What do Stanford grads Anand and Venky have in common with Google founders, Larry and Sergie? One, they were batch mates. And two, they are into the prolific and perhaps most competitive of web domains, Search.Kosmix.com, the topical search engine, founded by the Indian duo attempts to resolve the Gordian knot of “meaning” in a search query. And the technology that they believe will do the work is “Categorization” of results into verticals and searching the web for links relevant to the particular vertical. Categories currently available at the site are health, travel, autos, finance, video games and very interestingly, politics (alpha release).
Though they don’t (atleast openly) claim to attempt to dethrone Google, the history of its founders makes for very interesting reading.
So what’s under the hood of Kosmix?
While the exact formulae is their sacred Intellectual Property, what the Kosmix folks term “Deep Technology”, scourges the web for content (not just text) specific to a category and ranks the results using a categorization algorithm. Rank is determined by matching “meaning” of a link to search query. Point to note is that “meaning” is measured as the extent to which links that contain similar content point to a link. A link can be meaningful even if it does not contain query keywords. This makes Kosmix ideal for topical search, where you know what category your query classifies into and you seek more information.
So, how’s Kosmix different from Google?
For one, as termed by Mark Johnson, Product manager at Kosmix, the engine does “informational” search, giving you links to data around the topic you search (different points of view). For example, searching for travel tips to Hawaii means you could be interested in sight-seeing too.
“Google’s second button is named “I’m feeling lucky.” Google’s goal is to figure out what you want in the first result (or at least the top ten) and deliver it to you”.
Google is “navigational” search which is best when you know exactly what you want. The whole point is to reduce the number of clicks it takes for you to arrive to the desired data. And that’s what Kosmix intends to do.

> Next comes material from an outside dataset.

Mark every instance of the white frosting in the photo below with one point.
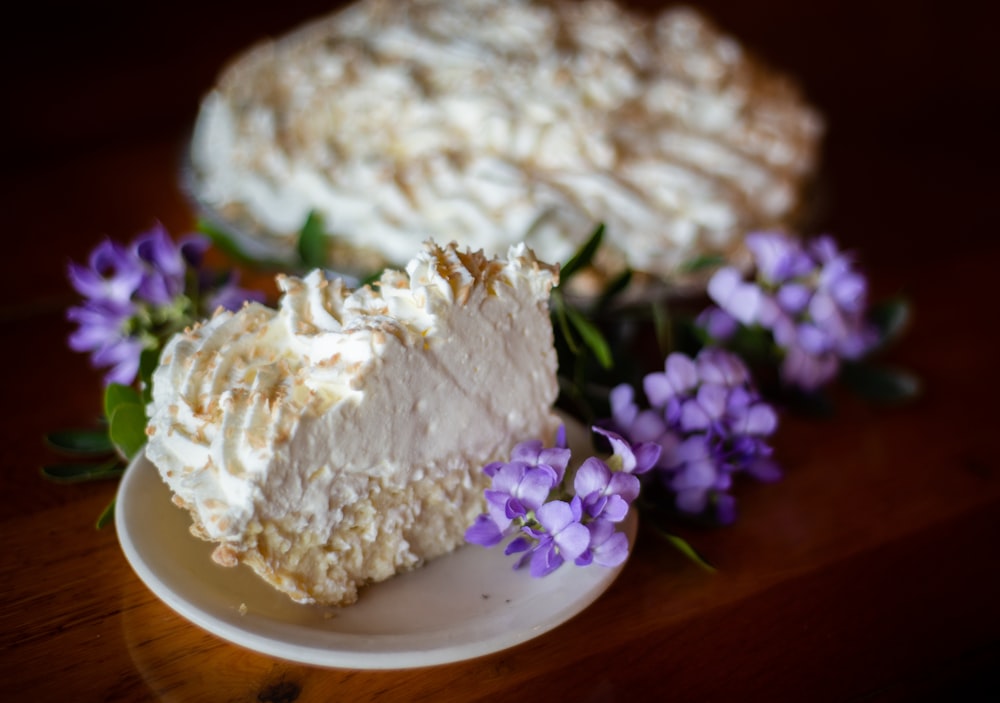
(273, 426)
(496, 121)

Also, Google doesn’t do categorization at interface by default. So, that’s another plus. And, yes the areas targeted by Kosmix ( Health, Travel ) are highly spammed categories. So less spam results deserve credit.

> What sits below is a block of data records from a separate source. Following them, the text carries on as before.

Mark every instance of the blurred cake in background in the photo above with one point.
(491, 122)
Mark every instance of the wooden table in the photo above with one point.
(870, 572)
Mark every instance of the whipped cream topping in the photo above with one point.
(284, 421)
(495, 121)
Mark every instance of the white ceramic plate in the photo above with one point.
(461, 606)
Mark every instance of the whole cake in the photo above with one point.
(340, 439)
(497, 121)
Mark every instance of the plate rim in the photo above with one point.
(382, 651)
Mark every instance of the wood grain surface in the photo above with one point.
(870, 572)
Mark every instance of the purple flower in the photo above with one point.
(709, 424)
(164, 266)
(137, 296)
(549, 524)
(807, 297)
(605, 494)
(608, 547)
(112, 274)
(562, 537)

The Future : The founders recently received approval for their patent, a hybrid human/computer system to optimize computer efficiency with human assistance, filed while they working with Amazon.
Extrapolating on the patent, the combination of the users of the engine and main servers with the tasks being measurement of relevancy of results (by click-throughs, time spent on a link, their deep technology) the end-result could be a massively scaled system that depends on human generated relevancy ranked by servers in real time.
I speculate that the perfect blend of man-machine is to leave relevancy to humans and ranking to computers. Will Kosmix’s formulae be perfect for “meaning”? Only time will tell.